Rborist: Rapid Decision Tree Construction and Evaluation

Description

Accelerated implementation of the Random Forest (trademarked name) algorithm. Tuned for multicore and GPU hardware. Bindable with most numerical front-end languages in addtion to R. Invocation is similar to that provided by "randomForest" package.

Usage

# S3 method for default
Rborist (x,
                y,
                autoCompress = 0.25,
                ctgCensus = "votes",
                classWeight = NULL,
                maxLeaf = 0,
                minInfo = 0.01,
                minNode = ifelse(is.factor(y), 2, 3),
                nLevel = 0,
                nSamp = 0,
                nThread = 0,
                nTree = 500,
                noValidate = FALSE,
                predFixed = 0,
                predProb = 0.0,
                predWeight = NULL, 
                quantVec = NULL,
                quantiles = !is.null(quantVec),
                regMono = NULL,
                rowWeight = NULL,
                splitQuant = NULL,
                thinLeaves = ifelse(is.factor(y), TRUE, FALSE),
                treeBlock = 1,
                verbose = FALSE,
                withRepl = TRUE,
                ...)

Value

an object of class Rborist, a list containing the following items:

forest

a list containing

forestNode a vector of packed structures expressing splitting predictors, splitting values, successor node deltas and leaf indices.

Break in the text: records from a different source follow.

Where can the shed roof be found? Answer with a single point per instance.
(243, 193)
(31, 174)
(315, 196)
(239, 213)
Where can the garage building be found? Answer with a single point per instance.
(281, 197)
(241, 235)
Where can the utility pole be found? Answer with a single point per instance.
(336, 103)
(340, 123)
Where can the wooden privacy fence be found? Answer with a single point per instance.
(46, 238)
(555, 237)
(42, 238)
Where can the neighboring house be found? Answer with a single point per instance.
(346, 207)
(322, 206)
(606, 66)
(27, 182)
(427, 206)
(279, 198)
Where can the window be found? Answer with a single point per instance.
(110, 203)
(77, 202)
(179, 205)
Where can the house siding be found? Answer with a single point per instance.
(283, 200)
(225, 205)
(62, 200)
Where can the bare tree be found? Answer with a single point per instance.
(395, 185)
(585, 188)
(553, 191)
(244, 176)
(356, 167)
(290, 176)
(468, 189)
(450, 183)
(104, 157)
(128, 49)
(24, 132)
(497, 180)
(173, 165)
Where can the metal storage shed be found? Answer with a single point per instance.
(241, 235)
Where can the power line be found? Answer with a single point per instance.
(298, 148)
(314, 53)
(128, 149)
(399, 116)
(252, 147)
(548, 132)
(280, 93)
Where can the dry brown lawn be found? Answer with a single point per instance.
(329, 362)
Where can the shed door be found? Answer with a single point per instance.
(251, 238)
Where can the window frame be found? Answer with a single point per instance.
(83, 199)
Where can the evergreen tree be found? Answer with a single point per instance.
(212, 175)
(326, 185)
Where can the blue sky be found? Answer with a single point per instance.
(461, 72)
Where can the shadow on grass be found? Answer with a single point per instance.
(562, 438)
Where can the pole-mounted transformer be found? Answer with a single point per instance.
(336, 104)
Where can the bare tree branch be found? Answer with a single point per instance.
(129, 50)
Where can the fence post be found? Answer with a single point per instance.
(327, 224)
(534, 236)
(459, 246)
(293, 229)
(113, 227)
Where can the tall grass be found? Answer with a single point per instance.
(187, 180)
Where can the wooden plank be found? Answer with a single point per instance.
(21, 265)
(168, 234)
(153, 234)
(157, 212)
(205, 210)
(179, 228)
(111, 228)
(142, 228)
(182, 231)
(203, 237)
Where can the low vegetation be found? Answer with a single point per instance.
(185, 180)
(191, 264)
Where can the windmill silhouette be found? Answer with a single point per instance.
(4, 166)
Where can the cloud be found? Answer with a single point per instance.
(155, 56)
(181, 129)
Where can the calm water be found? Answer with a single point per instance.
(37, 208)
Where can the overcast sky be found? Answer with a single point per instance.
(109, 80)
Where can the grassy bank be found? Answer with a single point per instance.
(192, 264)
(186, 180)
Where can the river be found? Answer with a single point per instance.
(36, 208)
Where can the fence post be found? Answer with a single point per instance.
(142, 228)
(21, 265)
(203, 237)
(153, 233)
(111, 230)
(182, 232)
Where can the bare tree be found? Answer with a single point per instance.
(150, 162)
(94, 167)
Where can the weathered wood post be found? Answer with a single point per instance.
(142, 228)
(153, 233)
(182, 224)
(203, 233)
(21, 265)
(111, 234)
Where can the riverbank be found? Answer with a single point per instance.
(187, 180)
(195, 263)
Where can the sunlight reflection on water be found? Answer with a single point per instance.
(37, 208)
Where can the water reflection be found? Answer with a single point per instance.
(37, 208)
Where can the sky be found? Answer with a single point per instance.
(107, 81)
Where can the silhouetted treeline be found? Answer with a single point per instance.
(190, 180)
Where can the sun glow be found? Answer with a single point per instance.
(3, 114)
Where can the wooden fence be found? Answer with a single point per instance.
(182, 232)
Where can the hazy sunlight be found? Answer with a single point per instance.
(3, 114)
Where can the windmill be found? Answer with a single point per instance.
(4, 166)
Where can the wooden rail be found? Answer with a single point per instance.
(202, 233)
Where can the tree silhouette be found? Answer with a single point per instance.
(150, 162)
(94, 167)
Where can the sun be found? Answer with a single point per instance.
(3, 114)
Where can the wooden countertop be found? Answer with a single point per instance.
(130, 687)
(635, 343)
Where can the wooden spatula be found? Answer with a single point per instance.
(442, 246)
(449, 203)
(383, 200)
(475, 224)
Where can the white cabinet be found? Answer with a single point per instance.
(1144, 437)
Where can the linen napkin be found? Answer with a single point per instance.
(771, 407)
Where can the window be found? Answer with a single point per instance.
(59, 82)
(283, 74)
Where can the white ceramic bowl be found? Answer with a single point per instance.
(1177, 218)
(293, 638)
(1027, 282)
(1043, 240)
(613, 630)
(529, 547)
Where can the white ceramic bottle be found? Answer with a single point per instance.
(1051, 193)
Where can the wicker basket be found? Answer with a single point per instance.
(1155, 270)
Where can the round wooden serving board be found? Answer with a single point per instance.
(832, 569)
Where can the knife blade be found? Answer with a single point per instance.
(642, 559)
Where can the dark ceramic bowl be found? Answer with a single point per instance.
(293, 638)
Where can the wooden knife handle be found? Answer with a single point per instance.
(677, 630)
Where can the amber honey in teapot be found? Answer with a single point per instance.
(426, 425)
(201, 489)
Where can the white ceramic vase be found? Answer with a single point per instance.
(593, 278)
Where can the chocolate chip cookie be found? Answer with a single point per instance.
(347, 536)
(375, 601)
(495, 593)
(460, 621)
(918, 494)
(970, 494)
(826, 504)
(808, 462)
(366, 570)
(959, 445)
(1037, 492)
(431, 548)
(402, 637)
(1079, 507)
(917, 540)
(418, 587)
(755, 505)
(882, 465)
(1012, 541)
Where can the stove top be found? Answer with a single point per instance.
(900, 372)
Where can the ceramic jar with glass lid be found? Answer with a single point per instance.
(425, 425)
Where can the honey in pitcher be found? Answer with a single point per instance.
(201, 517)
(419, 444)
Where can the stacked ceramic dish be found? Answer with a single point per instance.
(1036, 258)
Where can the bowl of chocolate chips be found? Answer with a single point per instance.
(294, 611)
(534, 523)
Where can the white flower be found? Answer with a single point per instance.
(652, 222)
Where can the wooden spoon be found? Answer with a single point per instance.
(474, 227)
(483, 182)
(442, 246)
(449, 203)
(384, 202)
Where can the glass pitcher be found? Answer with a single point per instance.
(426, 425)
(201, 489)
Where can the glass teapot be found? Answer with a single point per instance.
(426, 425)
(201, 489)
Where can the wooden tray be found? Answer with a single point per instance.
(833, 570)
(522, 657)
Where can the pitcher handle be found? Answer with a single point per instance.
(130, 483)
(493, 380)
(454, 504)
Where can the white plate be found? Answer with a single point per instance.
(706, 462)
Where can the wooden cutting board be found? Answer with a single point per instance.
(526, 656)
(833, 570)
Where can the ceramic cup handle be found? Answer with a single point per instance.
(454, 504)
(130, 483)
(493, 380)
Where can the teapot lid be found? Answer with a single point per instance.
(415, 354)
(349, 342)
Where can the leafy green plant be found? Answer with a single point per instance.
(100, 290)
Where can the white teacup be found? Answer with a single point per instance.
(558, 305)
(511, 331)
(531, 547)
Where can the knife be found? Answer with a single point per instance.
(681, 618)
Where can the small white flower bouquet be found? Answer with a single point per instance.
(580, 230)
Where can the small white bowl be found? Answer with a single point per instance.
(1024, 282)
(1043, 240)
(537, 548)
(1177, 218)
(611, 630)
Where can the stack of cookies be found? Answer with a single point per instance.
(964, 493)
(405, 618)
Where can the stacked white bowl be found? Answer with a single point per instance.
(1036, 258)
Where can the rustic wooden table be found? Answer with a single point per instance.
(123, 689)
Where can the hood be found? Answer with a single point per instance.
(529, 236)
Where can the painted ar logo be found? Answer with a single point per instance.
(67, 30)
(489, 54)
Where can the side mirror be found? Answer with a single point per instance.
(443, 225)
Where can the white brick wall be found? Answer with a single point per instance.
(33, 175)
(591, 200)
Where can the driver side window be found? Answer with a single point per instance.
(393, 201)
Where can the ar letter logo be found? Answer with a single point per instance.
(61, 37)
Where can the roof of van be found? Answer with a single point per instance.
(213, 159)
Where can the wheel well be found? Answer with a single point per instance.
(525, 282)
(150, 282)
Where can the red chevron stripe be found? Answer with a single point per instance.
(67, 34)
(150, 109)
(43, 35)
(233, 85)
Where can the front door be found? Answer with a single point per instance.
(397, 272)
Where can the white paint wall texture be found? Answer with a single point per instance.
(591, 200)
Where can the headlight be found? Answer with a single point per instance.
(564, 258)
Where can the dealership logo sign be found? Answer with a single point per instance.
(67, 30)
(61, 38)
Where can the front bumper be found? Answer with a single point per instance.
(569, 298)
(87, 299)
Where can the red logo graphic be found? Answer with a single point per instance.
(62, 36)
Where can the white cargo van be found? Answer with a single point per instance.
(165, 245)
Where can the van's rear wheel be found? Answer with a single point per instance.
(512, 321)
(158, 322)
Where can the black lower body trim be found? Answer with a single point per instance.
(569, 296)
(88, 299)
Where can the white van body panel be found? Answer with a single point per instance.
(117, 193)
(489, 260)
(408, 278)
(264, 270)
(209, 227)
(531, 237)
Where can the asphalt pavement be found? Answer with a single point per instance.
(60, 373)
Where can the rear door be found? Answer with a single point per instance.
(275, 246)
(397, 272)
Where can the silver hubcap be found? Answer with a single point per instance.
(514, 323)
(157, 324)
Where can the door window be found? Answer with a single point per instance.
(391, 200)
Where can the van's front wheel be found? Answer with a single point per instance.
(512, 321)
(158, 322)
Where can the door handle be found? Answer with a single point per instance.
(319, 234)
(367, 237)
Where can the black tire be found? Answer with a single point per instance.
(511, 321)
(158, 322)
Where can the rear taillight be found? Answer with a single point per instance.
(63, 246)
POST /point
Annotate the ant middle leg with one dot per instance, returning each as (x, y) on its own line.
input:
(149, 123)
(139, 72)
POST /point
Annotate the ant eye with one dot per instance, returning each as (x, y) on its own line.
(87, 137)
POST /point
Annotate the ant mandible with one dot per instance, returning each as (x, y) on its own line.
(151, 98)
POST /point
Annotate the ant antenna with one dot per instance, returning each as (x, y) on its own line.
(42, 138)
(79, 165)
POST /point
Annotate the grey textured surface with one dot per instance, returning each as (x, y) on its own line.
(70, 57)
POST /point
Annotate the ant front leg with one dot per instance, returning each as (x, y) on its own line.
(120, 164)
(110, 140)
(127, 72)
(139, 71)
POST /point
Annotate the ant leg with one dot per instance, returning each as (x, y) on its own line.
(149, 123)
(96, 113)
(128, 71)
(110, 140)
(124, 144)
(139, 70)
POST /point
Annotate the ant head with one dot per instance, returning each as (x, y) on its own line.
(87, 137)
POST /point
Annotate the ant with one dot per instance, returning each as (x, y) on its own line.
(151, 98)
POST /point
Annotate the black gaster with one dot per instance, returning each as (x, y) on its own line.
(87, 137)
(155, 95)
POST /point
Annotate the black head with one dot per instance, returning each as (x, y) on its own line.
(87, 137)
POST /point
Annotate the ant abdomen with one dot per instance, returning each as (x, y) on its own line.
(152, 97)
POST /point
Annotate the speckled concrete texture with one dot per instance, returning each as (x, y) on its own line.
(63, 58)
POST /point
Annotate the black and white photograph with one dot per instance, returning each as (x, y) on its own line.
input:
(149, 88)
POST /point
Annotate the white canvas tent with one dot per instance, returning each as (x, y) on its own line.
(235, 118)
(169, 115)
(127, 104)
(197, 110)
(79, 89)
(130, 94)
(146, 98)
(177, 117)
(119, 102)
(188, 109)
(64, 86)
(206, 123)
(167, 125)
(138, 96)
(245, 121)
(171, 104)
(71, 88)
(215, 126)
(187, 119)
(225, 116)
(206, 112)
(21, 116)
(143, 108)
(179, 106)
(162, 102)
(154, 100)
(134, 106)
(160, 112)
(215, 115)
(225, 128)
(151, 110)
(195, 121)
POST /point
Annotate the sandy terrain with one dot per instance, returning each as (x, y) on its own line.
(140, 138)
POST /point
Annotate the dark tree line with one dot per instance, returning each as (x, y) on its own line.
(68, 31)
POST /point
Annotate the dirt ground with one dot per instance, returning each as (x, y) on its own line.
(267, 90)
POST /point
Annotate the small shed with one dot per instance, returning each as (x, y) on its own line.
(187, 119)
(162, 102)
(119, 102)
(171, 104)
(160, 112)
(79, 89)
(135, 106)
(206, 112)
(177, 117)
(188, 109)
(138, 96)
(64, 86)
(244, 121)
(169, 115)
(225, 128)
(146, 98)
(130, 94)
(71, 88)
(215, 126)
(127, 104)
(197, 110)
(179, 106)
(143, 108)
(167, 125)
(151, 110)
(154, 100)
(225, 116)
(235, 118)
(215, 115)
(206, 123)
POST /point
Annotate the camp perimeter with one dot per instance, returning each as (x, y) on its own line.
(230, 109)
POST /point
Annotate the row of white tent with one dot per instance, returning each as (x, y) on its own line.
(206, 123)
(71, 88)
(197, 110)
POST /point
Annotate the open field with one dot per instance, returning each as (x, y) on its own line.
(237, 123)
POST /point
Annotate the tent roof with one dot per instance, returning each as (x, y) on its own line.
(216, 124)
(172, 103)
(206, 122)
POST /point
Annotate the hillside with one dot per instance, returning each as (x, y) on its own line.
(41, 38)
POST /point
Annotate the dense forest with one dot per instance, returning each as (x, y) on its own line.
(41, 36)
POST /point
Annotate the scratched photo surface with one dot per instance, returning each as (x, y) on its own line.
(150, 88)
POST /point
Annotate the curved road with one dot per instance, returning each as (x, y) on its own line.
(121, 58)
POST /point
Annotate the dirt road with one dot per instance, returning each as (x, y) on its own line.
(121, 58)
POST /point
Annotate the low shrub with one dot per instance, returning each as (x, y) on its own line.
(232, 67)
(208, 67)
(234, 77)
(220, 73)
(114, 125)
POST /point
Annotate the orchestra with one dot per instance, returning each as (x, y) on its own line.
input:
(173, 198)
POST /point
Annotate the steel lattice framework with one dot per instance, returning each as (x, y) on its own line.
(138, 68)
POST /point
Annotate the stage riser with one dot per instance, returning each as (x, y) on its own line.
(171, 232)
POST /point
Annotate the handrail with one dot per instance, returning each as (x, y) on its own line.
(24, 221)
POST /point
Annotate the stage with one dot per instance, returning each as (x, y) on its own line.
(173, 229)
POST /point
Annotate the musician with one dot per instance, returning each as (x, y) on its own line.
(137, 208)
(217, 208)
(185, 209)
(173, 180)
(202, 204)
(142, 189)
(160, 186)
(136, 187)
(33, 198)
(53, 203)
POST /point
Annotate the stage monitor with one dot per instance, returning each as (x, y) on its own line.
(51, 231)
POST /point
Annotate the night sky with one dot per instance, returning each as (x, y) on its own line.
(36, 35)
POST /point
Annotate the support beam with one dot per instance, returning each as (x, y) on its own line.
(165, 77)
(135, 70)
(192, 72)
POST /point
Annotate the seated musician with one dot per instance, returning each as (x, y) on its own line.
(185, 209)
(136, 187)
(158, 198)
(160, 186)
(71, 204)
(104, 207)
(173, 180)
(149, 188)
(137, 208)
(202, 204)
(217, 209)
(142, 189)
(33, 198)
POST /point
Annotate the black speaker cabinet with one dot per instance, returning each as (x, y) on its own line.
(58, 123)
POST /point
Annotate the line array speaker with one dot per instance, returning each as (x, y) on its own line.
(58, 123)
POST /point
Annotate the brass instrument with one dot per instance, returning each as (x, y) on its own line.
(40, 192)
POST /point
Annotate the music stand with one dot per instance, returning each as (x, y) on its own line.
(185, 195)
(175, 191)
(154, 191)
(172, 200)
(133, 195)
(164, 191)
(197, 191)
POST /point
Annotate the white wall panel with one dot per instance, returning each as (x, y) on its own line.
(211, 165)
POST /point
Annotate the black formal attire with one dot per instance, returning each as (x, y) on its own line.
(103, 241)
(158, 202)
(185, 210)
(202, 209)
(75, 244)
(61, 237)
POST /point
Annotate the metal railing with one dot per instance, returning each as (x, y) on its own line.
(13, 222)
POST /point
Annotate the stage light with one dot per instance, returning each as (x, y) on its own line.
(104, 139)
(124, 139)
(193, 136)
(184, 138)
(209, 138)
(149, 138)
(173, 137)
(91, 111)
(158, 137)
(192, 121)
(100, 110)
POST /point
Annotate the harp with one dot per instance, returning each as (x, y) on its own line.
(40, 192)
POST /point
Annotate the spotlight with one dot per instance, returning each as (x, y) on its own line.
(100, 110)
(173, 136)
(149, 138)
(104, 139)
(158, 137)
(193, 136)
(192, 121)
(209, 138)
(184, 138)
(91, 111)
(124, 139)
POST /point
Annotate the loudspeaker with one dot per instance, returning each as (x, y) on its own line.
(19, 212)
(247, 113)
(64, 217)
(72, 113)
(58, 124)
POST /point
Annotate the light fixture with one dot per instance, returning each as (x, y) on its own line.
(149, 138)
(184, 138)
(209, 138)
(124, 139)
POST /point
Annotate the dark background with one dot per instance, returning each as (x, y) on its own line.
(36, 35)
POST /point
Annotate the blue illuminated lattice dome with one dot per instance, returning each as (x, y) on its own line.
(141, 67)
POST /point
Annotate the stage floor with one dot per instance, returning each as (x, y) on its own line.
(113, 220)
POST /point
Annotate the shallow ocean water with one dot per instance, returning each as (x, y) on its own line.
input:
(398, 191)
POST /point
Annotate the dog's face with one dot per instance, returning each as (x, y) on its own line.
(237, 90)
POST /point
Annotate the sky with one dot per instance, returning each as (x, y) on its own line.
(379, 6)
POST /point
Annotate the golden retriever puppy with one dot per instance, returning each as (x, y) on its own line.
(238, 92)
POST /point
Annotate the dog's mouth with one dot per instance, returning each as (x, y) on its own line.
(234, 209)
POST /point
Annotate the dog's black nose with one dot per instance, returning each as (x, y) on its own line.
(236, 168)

height a vector of accumulated tree heights within forestNode.

facSplit a vector of splitting factor values.

facHeight a vector of accumulated tree heights positions within the splitting factor values.

a list containing either of:

LeafReg a list consisting of regression leaf data: node a packed structure expressing leaf scores and node counts. nodeHeight a vector of accumulated tree heights within node. bagHeight a vector of accumulated bag counts, per tree. bagSample a vector of packed data structures, one per unique row sample, containing the row index and number of times sampled. yTrain the training response.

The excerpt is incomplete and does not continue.